As Net Neutrality vote looms, critics cite importance of 'free, open internet'

SAN FRANCISCO (KGO) -- The FCC is just hours away from voting to repeal landmark net neutrality rules established under President Obama. Critics say at stake is "a free and open internet."

RELATED: Silicon Valley giants oppose FCC plan to repeal net neutrality

Despite public outcry, there appear to be enough votes to repeal so-called net neutrality which would be a huge victory for the Trump-appointed FCC chair who has long been a champion of shedding regulations.

Three out of five FCC commissioners have said they will vote to revoke rules the rules that most Americans support, but big telecom companies hate.

Which means if the vote goes as expected, companies like AT&T and Comcast will be allowed to block or slow internet traffic.

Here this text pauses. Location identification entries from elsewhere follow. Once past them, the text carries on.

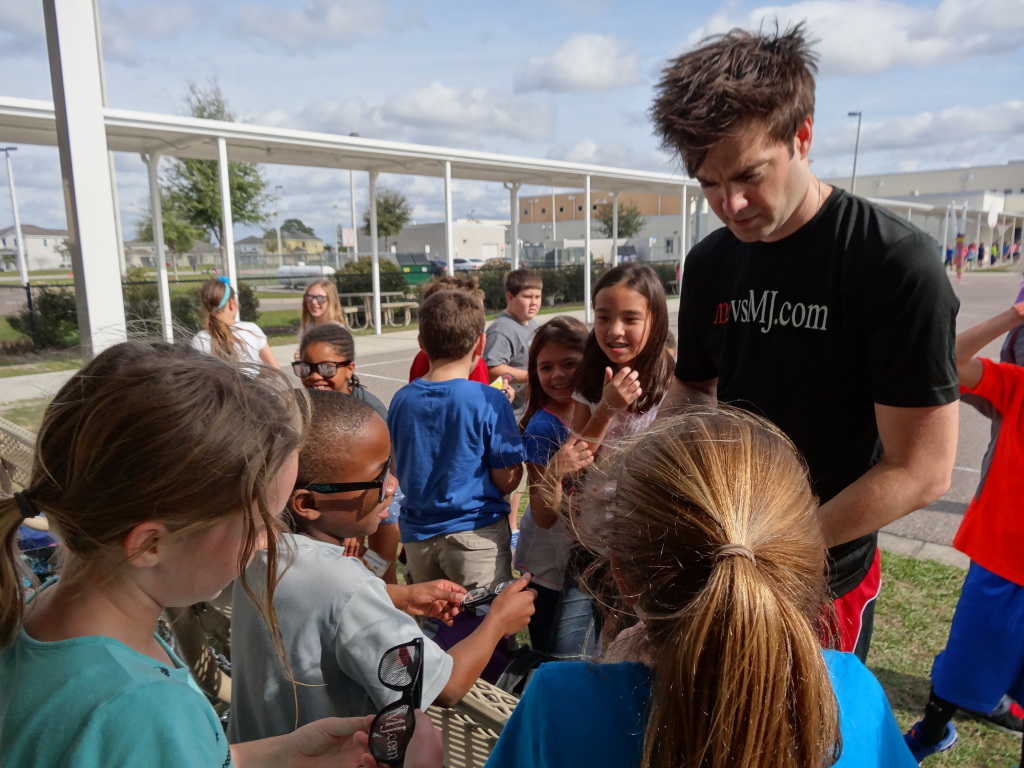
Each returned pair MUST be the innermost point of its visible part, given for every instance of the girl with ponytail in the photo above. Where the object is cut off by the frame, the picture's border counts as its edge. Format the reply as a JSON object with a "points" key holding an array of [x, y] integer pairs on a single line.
{"points": [[222, 335], [713, 544]]}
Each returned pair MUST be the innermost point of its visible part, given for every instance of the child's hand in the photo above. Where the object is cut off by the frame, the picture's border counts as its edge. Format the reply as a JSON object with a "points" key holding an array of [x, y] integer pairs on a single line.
{"points": [[572, 457], [353, 547], [621, 389], [513, 606], [440, 599]]}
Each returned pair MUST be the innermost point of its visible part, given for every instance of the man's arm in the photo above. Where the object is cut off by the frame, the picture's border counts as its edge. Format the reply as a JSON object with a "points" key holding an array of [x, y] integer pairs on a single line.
{"points": [[683, 393], [919, 450]]}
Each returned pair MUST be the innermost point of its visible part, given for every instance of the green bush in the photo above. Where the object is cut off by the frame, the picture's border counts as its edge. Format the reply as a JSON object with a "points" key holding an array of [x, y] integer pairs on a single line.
{"points": [[356, 276], [55, 313]]}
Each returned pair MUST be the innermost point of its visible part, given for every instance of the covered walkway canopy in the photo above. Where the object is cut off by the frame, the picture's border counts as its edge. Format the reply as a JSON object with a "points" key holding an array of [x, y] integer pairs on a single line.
{"points": [[151, 135]]}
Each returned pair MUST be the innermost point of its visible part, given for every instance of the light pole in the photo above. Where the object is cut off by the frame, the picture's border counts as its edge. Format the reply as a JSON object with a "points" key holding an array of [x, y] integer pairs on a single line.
{"points": [[23, 268], [276, 213], [856, 148]]}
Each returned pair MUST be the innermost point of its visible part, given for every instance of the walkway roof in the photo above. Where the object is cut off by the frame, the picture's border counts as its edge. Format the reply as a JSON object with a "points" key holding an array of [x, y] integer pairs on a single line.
{"points": [[32, 122]]}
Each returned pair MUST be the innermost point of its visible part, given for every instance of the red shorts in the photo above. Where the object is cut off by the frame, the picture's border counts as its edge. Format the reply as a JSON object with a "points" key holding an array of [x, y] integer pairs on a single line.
{"points": [[851, 607]]}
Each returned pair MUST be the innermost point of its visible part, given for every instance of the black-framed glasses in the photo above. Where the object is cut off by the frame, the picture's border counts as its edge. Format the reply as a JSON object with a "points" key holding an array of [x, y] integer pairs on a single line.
{"points": [[401, 670], [327, 369], [341, 487]]}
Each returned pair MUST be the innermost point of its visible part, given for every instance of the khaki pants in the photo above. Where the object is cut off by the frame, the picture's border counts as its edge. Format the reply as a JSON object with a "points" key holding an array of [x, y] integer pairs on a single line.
{"points": [[471, 558]]}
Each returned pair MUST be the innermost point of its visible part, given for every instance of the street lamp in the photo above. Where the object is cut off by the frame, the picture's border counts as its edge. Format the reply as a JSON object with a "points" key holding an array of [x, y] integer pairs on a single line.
{"points": [[276, 213], [856, 148], [23, 268]]}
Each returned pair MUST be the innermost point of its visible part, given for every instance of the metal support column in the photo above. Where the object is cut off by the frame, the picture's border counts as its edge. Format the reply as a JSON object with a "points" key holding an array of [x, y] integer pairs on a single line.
{"points": [[74, 57], [376, 253]]}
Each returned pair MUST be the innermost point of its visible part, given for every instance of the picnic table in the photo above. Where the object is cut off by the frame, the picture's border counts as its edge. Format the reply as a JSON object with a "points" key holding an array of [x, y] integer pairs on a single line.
{"points": [[391, 303]]}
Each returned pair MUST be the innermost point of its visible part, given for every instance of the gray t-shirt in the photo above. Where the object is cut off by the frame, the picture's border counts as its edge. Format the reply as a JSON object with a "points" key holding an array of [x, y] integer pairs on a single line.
{"points": [[508, 344], [337, 622]]}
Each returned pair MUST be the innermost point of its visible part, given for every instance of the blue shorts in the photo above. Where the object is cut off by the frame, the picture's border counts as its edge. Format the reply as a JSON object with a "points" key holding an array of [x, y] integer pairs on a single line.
{"points": [[984, 656]]}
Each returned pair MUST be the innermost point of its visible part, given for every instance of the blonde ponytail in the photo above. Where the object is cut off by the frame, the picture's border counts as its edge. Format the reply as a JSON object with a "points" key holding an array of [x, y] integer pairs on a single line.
{"points": [[712, 530]]}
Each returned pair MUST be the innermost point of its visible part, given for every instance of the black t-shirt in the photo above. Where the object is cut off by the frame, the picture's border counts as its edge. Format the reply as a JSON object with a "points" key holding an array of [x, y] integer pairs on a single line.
{"points": [[852, 309]]}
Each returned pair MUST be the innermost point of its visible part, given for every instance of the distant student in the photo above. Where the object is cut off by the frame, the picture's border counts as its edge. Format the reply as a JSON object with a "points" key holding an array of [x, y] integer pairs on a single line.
{"points": [[225, 337], [337, 617], [458, 453], [983, 659], [470, 286], [512, 331], [563, 625], [626, 370]]}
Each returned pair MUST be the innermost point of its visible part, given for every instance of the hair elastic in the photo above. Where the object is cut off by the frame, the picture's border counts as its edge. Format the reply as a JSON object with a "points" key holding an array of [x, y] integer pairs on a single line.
{"points": [[26, 506], [227, 290], [735, 550]]}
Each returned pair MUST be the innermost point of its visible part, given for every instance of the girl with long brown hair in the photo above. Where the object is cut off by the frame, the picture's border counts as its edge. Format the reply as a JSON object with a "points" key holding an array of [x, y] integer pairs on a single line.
{"points": [[713, 543], [225, 337], [162, 471]]}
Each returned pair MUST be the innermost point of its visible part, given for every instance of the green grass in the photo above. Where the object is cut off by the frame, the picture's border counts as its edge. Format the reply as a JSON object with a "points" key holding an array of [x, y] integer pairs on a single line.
{"points": [[910, 627]]}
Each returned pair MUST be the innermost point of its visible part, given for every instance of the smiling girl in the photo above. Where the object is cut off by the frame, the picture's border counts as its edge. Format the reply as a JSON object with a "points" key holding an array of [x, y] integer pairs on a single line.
{"points": [[625, 370]]}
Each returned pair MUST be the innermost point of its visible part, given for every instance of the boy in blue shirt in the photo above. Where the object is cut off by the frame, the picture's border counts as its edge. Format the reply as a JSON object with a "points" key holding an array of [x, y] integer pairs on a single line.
{"points": [[458, 453]]}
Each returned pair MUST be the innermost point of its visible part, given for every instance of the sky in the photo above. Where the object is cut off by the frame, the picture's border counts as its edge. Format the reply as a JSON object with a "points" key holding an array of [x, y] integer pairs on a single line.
{"points": [[939, 84]]}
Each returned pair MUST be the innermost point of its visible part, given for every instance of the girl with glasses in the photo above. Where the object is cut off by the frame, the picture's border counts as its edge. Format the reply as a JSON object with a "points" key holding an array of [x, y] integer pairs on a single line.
{"points": [[225, 337], [162, 471], [321, 305]]}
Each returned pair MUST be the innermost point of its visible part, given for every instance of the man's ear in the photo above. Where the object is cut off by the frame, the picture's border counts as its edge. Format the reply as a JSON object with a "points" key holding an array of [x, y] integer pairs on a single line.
{"points": [[303, 504], [144, 544], [804, 135]]}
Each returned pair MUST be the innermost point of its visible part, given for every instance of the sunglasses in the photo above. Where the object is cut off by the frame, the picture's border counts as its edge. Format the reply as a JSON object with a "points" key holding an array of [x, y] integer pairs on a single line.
{"points": [[401, 670], [341, 487], [327, 369]]}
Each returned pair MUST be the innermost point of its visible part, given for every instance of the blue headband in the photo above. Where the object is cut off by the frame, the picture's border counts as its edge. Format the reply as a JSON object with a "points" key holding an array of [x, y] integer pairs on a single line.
{"points": [[227, 291]]}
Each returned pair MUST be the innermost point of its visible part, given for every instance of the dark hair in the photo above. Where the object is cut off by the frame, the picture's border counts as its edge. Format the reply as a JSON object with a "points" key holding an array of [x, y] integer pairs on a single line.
{"points": [[469, 286], [155, 431], [652, 361], [451, 322], [564, 331], [338, 337], [730, 81], [336, 421], [520, 280], [713, 534]]}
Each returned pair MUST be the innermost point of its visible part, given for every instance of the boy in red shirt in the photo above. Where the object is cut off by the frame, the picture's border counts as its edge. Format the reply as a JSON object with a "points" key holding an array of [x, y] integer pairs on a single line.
{"points": [[990, 611]]}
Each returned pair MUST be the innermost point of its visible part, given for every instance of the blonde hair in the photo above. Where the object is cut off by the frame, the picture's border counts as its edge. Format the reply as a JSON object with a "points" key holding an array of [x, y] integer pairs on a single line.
{"points": [[333, 311], [154, 431], [223, 343], [712, 530]]}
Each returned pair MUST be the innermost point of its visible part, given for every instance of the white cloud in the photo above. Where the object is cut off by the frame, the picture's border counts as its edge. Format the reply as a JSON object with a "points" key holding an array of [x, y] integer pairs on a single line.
{"points": [[590, 152], [434, 115], [584, 62], [317, 24], [861, 37]]}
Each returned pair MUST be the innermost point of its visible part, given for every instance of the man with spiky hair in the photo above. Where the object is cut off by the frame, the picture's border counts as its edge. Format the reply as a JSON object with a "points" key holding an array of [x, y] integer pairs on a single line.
{"points": [[813, 307]]}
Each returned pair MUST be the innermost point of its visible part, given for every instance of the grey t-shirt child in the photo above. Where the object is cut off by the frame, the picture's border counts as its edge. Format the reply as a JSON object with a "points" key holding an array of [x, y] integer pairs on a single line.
{"points": [[508, 344]]}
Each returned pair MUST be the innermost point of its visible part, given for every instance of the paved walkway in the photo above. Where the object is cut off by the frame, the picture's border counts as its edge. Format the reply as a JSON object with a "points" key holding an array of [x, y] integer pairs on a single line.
{"points": [[396, 348]]}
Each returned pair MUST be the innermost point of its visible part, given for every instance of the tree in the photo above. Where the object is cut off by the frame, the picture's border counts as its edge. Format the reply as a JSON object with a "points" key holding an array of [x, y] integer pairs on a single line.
{"points": [[194, 185], [296, 225], [393, 212], [630, 220], [179, 236]]}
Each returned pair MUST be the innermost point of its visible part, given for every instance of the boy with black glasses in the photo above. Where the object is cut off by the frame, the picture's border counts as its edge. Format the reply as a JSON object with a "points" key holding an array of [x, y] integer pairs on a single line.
{"points": [[337, 619]]}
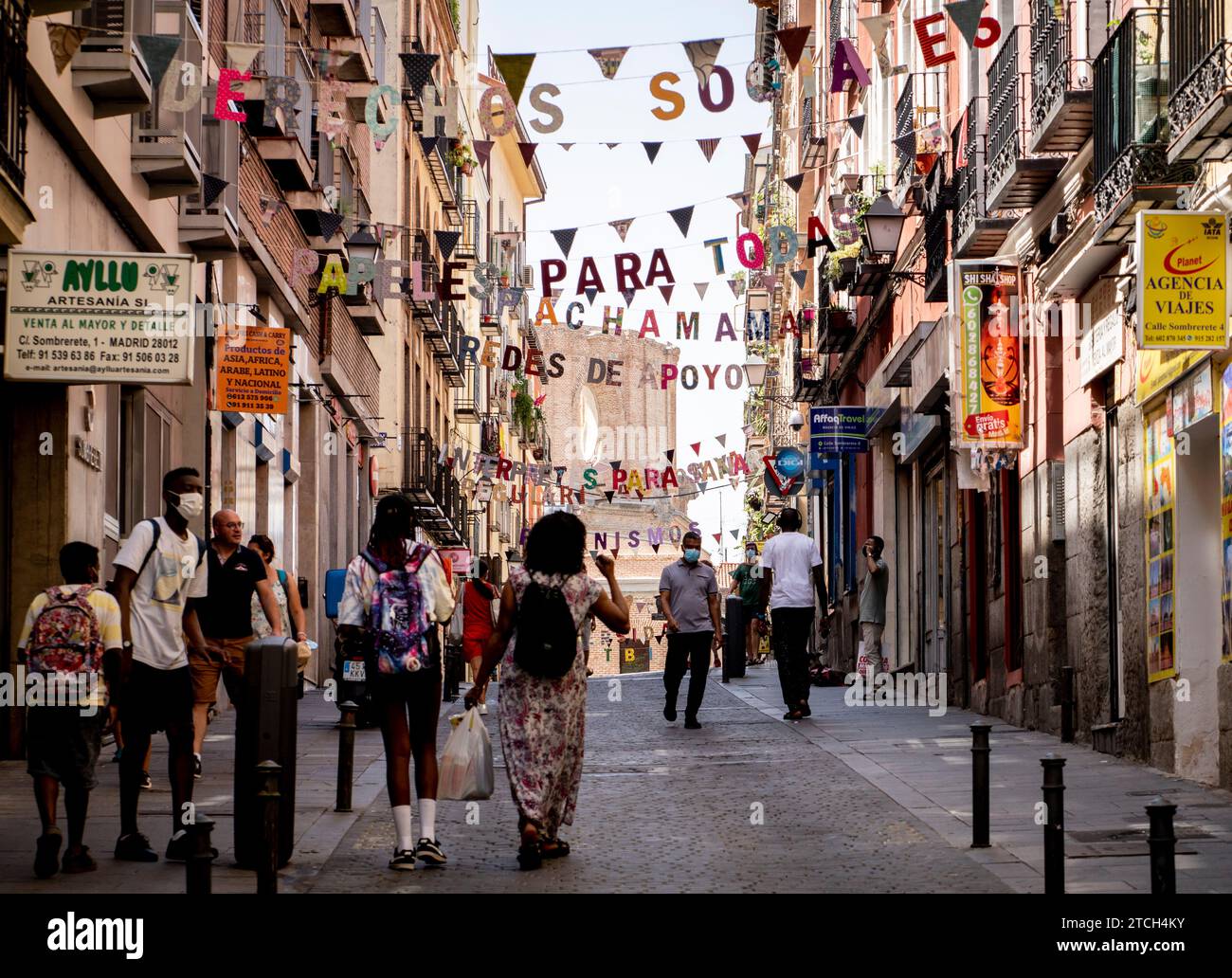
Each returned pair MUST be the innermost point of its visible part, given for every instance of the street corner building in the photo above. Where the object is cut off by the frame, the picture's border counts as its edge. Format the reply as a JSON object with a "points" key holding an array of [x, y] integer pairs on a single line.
{"points": [[232, 235], [1017, 278]]}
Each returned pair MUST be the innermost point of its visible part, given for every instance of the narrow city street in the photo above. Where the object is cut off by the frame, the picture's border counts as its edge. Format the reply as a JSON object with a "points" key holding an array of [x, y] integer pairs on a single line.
{"points": [[853, 800]]}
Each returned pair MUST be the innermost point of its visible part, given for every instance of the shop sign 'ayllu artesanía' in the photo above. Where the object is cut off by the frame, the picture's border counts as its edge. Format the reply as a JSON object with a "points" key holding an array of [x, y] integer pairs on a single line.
{"points": [[1183, 280], [990, 353]]}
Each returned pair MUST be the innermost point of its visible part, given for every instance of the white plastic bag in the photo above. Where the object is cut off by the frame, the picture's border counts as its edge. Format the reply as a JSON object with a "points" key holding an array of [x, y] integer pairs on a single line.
{"points": [[466, 767]]}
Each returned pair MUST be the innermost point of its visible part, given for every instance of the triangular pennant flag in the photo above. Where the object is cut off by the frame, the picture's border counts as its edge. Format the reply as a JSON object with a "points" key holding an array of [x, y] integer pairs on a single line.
{"points": [[417, 70], [623, 226], [682, 216], [607, 60], [793, 40], [565, 239], [64, 41], [242, 53], [210, 186], [156, 50], [328, 222], [709, 147], [702, 56], [514, 68], [966, 17], [447, 241]]}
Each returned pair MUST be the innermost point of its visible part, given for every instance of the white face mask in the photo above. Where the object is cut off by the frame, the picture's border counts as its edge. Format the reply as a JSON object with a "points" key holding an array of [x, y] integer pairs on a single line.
{"points": [[190, 505]]}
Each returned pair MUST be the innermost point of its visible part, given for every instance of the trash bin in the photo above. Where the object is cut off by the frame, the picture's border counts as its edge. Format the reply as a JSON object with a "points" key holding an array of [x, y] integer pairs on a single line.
{"points": [[265, 731]]}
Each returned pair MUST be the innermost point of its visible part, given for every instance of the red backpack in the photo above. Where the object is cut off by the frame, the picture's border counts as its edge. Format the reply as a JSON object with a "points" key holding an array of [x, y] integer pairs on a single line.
{"points": [[65, 636]]}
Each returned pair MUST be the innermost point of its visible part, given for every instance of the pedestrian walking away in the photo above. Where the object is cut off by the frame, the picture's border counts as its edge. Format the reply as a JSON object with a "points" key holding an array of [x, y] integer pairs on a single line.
{"points": [[160, 576], [689, 596], [235, 575], [66, 633], [542, 703], [394, 595], [791, 571]]}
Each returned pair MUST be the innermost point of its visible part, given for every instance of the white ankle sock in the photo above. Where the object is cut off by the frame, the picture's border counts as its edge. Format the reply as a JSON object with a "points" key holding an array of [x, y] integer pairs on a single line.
{"points": [[427, 818], [402, 825]]}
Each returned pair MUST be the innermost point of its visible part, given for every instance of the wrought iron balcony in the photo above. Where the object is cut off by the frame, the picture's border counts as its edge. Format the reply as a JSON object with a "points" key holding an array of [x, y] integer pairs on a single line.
{"points": [[1015, 176], [1200, 66], [976, 233], [1060, 81], [1132, 172]]}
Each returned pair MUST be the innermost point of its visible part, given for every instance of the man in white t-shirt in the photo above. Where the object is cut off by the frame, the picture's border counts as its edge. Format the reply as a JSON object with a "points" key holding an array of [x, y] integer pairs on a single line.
{"points": [[159, 571], [791, 570]]}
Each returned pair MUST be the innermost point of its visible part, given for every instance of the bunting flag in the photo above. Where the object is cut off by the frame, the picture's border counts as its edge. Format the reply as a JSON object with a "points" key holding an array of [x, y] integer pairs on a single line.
{"points": [[417, 70], [966, 16], [447, 241], [682, 216], [156, 52], [702, 56], [623, 226], [64, 41], [242, 53], [514, 69], [607, 60], [565, 239], [793, 40], [210, 186]]}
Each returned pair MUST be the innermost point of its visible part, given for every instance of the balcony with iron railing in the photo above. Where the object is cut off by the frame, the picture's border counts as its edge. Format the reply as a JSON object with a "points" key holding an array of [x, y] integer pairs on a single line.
{"points": [[1015, 177], [1200, 91], [1060, 77], [1132, 172], [974, 232]]}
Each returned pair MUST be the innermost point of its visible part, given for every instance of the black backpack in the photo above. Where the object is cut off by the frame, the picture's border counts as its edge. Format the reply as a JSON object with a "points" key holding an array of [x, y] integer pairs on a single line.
{"points": [[547, 636]]}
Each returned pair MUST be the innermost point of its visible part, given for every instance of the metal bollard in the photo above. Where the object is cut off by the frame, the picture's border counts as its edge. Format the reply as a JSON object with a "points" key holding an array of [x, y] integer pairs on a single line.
{"points": [[197, 866], [345, 756], [1163, 846], [1055, 828], [267, 797], [1067, 705], [980, 752]]}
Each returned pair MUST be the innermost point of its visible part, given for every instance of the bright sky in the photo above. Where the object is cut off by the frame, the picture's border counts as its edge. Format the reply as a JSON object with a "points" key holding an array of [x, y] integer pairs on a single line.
{"points": [[594, 185]]}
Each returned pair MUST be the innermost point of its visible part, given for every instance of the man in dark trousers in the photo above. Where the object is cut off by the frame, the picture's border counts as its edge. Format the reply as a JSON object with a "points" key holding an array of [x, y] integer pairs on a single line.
{"points": [[689, 596]]}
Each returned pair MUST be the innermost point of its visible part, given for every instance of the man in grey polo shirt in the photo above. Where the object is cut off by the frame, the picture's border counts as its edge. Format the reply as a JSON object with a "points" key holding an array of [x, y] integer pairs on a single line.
{"points": [[689, 598]]}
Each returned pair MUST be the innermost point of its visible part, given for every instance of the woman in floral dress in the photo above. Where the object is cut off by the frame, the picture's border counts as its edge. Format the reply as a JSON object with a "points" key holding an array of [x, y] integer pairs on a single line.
{"points": [[542, 721]]}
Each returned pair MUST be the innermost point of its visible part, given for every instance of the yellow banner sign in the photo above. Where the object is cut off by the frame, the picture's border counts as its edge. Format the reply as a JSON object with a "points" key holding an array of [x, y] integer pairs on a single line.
{"points": [[1183, 280]]}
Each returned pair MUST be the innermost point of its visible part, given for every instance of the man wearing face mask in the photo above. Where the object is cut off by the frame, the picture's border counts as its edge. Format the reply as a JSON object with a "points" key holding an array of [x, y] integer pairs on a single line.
{"points": [[689, 598], [159, 574]]}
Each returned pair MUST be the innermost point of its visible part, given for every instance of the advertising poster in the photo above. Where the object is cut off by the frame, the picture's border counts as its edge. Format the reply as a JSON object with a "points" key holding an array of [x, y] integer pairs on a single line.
{"points": [[90, 317], [253, 370], [990, 354], [1159, 487], [1183, 275]]}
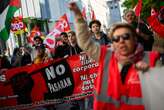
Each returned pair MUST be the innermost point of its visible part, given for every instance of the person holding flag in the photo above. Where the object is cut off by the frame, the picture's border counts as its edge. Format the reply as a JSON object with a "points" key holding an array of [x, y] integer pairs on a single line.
{"points": [[7, 11], [118, 85], [145, 35]]}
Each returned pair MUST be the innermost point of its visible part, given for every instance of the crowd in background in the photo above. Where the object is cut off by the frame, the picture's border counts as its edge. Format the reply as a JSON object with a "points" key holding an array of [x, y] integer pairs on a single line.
{"points": [[39, 53]]}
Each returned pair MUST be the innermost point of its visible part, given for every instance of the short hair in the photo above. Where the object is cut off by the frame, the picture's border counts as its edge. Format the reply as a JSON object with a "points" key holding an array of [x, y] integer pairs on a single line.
{"points": [[64, 34], [127, 11], [72, 32], [94, 22], [121, 25], [38, 37]]}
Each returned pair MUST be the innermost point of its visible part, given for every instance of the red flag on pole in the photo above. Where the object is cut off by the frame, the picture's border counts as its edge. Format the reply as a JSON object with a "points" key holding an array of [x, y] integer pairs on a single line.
{"points": [[34, 32], [62, 25], [156, 25], [138, 8]]}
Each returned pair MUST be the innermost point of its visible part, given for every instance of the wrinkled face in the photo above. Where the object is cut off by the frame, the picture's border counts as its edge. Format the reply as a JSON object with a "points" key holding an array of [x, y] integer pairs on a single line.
{"points": [[129, 17], [37, 42], [95, 28], [72, 38], [123, 41]]}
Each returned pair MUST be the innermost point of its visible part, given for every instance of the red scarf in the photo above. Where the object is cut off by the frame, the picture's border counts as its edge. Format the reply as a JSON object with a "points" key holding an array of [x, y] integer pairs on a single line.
{"points": [[133, 58]]}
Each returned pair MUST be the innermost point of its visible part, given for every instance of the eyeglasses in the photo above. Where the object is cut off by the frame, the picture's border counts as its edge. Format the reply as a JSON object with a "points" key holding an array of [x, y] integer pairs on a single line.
{"points": [[125, 36]]}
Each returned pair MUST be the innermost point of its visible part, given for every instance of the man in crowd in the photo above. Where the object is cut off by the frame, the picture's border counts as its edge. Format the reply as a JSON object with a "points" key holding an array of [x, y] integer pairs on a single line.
{"points": [[98, 35], [118, 85]]}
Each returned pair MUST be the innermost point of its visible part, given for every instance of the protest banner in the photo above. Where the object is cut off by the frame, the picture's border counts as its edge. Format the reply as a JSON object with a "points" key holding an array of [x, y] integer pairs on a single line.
{"points": [[49, 83]]}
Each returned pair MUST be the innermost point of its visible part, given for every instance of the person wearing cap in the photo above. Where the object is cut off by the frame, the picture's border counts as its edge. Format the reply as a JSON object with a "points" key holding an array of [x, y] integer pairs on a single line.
{"points": [[98, 36], [156, 23], [118, 85]]}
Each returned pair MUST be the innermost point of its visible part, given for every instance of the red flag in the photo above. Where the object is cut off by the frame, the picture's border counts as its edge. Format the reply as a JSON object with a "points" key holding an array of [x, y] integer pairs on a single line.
{"points": [[138, 8], [154, 12], [61, 25], [84, 13], [34, 32], [15, 3], [156, 25]]}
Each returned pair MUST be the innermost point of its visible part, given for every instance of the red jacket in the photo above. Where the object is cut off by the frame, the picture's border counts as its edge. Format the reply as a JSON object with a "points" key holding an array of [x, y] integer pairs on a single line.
{"points": [[111, 93]]}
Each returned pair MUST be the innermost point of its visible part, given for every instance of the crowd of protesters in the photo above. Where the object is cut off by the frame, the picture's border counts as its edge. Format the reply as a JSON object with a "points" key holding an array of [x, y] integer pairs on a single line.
{"points": [[124, 44]]}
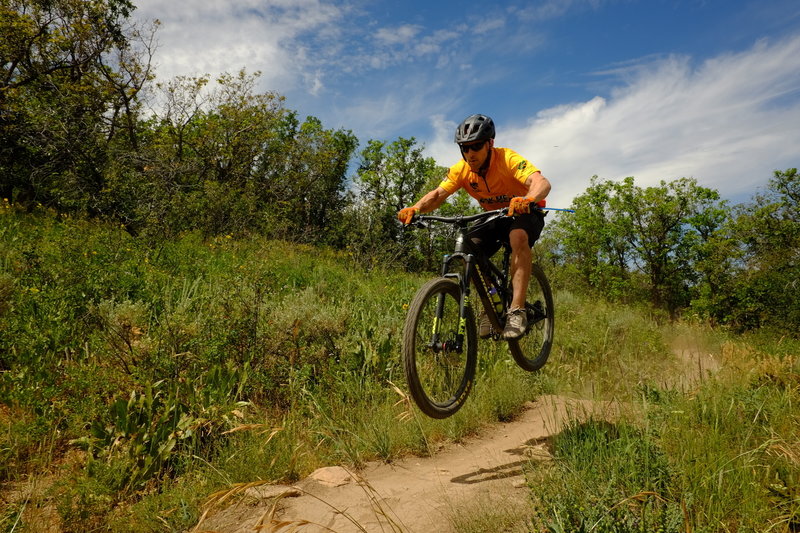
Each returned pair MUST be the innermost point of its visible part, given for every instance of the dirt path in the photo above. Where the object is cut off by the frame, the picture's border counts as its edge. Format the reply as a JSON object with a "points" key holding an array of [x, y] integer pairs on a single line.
{"points": [[420, 495], [412, 495]]}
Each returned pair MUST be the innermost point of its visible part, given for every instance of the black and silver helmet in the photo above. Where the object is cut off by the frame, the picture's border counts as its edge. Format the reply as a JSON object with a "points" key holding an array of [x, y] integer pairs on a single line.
{"points": [[475, 128]]}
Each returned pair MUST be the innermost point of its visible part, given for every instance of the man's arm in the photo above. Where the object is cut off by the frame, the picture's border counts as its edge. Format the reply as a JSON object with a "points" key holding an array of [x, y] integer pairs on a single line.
{"points": [[432, 200], [538, 186], [427, 203]]}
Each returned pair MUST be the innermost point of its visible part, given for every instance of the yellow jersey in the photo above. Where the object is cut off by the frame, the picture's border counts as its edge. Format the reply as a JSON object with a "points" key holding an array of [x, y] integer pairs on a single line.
{"points": [[503, 180]]}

"So you're not going to see anything right away, obviously," said Jeremy Gillula, a senior staff technologist at the Electric Frontier Foundation. "It's not like tomorrow a switch is going to flip."

He says eventually, the repeal of net neutrality will affect just about everyone, from companies to consumers.

RELATED: What is net neutrality?

"You might see your internet provider say, 'If you want to access Facebook, we're going to charge you extra to access Facebook' or 'If you want to access social media, in general, it's going to cost extra,'" said Gillula.

FCC Chair Ajit Pai, a former lawyer for Verizon, is spearheading the repeal and calls the criticism against his plan, "hysteria."

In a tweet, Pai said the FCC is closing the digital divide through more investment in high-speed infrastructure.

But internet and phone service provider Sonic isn't buying it. The Santa Rosa-based company says it won't be taking advantage of the expected rule changes.

"That's philosophically against what we stand for. We have always had a free and open internet. We will always have a free and open internet. That is something we fundamentally believe in, said Tara Sharp, Sonic's head of marketing.

Protests are expected before Thursday's vote and if the vote goes down as expected, a number of organizations have promised to sue.